Wetlands: Beautiful, Living Filters

Michigan has a lot of water. With so many lakes, rivers, and streams, not to mention the Great Lakes, we are surrounded by water! But we often forget our wetlands, or just dismiss them as wasted ground. Since Michigan was settled, nearly 75% of our wetlands have been lost. Oakland County isn’t an exception: check out this map to see the drastic changes in the area of wetlands in Oakland County since the 1800s. Our wetlands have been drained for agriculture, filled for development, or “reclaimed” for “better” uses.

Wetlands filter water, removing nutrients, sediment, and pollutants. They provide habitat for wildlife and native plant species. When wetlands disappear, water quality declines, and our streams and lakes suffer. There is a reason why only Paint Creek remains as a cold water trout stream in southeast Michigan. Many of the other rivers and streams in this region have lost the wetlands that cleaned their water, exposing them to high levels of sediment, nutrients, and pollutants. When this dirty water arrives in our Great Lakes, it fuels the blooms of algae that create “dead zones” with very low oxygen levels in our lakes.

Wetlands also have many special plants with beautiful flowers. Purple meadow-rue (Thalictrum dasycarpum) from the buttercup family has unique white flowers. It can be found in many wet areas.

Purple meadow-rue is blooming now in many wetland areas, so keep your eyes open for its unique flowers!
Purple meadow-rue is blooming now in many wetland areas, so keep your eyes open for its unique flowers! This plant was found at the Paint Creek Heritage Area Wet Prairie on July 2, 2014.
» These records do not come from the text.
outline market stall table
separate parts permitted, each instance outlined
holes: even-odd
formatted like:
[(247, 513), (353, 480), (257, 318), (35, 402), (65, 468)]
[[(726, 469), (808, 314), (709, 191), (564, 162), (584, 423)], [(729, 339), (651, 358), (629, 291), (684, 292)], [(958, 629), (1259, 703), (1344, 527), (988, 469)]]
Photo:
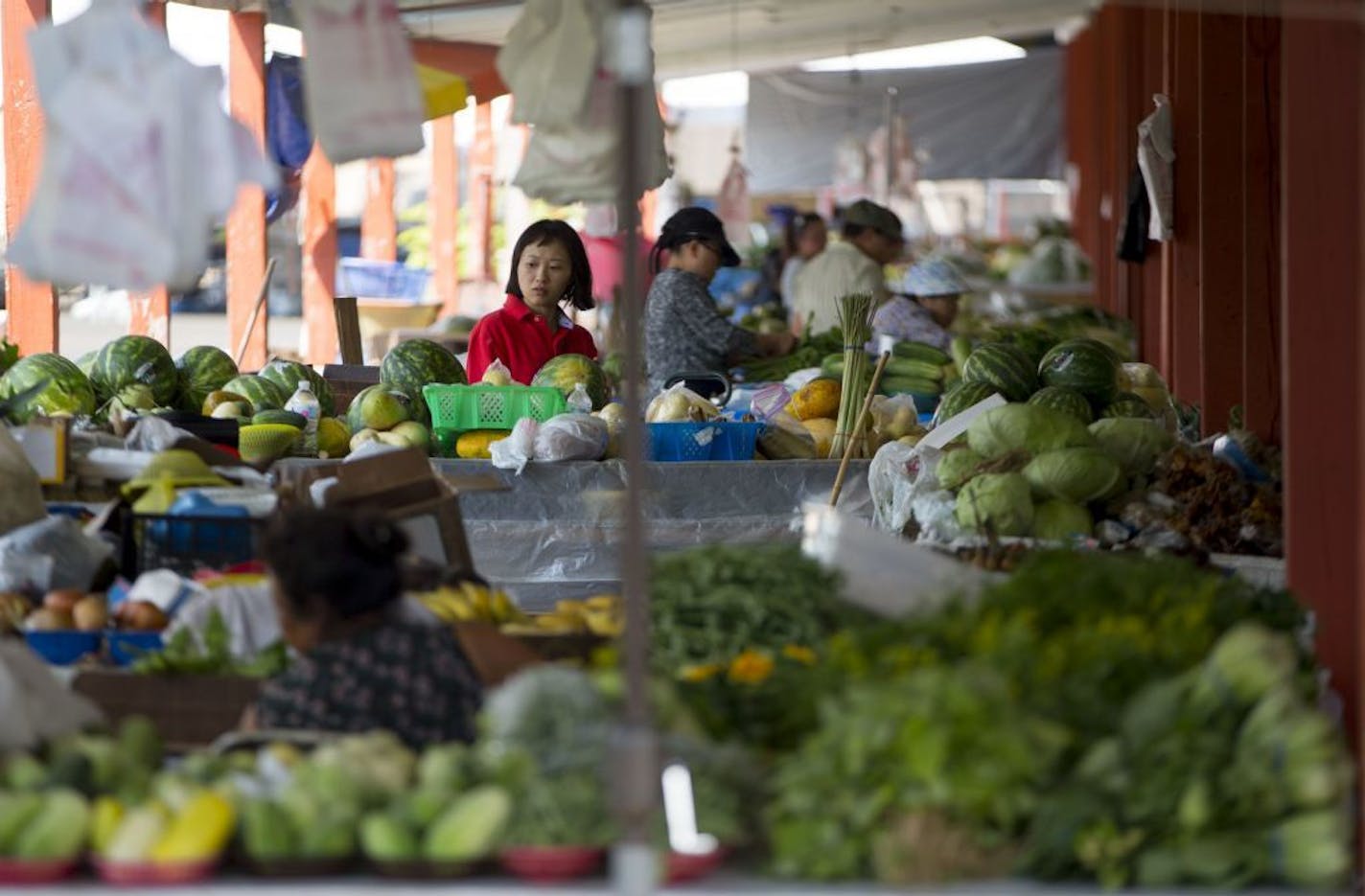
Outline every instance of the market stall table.
[[(283, 466), (314, 461), (281, 461)], [(505, 491), (460, 496), (482, 576), (526, 610), (618, 588), (617, 533), (625, 494), (621, 461), (531, 464), (521, 475), (490, 461), (438, 460), (450, 479), (494, 476)], [(839, 509), (870, 520), (868, 461), (854, 461)], [(831, 461), (646, 465), (646, 518), (658, 548), (800, 539), (801, 506), (827, 502)]]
Purple loosestrife (Lythrum salicaria) has become infamous as an invasive plant in wetlands, but did you know that we have many native loosestrife species? Our native species are in a different plant family, and have yellow flowers instead of purple. Fringed loosestrife (Lysimachia ciliata) is one of our more common loosestrife species, growing in wet to slightly dry areas.

Fringed loosestrife is flowering right now in wet areas, including wet meadows at Paint Creek Heritage Area Wet Prairie.
Fringed loosestrife is flowering right now in wet areas, including wet meadows at Paint Creek Heritage Area Wet Prairie.

Michigan also has a lily named after it, the Michigan lily! Its Latin name, Lilium michiganense, says the same thing. This native lily can be found from Michigan to Minnesota, and south to Arkansas. We have some growing right here in Oakland Township, but with very high deer densities in our township it is very difficult to find a Michigan lily that hasn’t been browsed. The picture below is from a population I found this past weekend in western Michigan.

Michigan lily can be found it wet areas across the upper Midwest. This picture was taken in west Michigan.
Michigan lily can be found it wet to moist areas across the upper Midwest. This picture was taken in west Michigan.

Once we damage or fill wetlands, we lose many of these unique species. Wetlands that are installed to mitigate filled wetlands never truly replace the wetlands that were destroyed. Mitigated wetlands might perform many of the same wetland functions as the original wetland by removing nutrients and pollutants, but most of the native plants that only grow in intact wetlands will never be found there. We need to protect the wetlands we have!

If you find these wildflowers, take lots of pictures, but please don’t pick the flowers or try to transplant them! Leave these beauties for the wildlife that depend on them, and for other people to enjoy.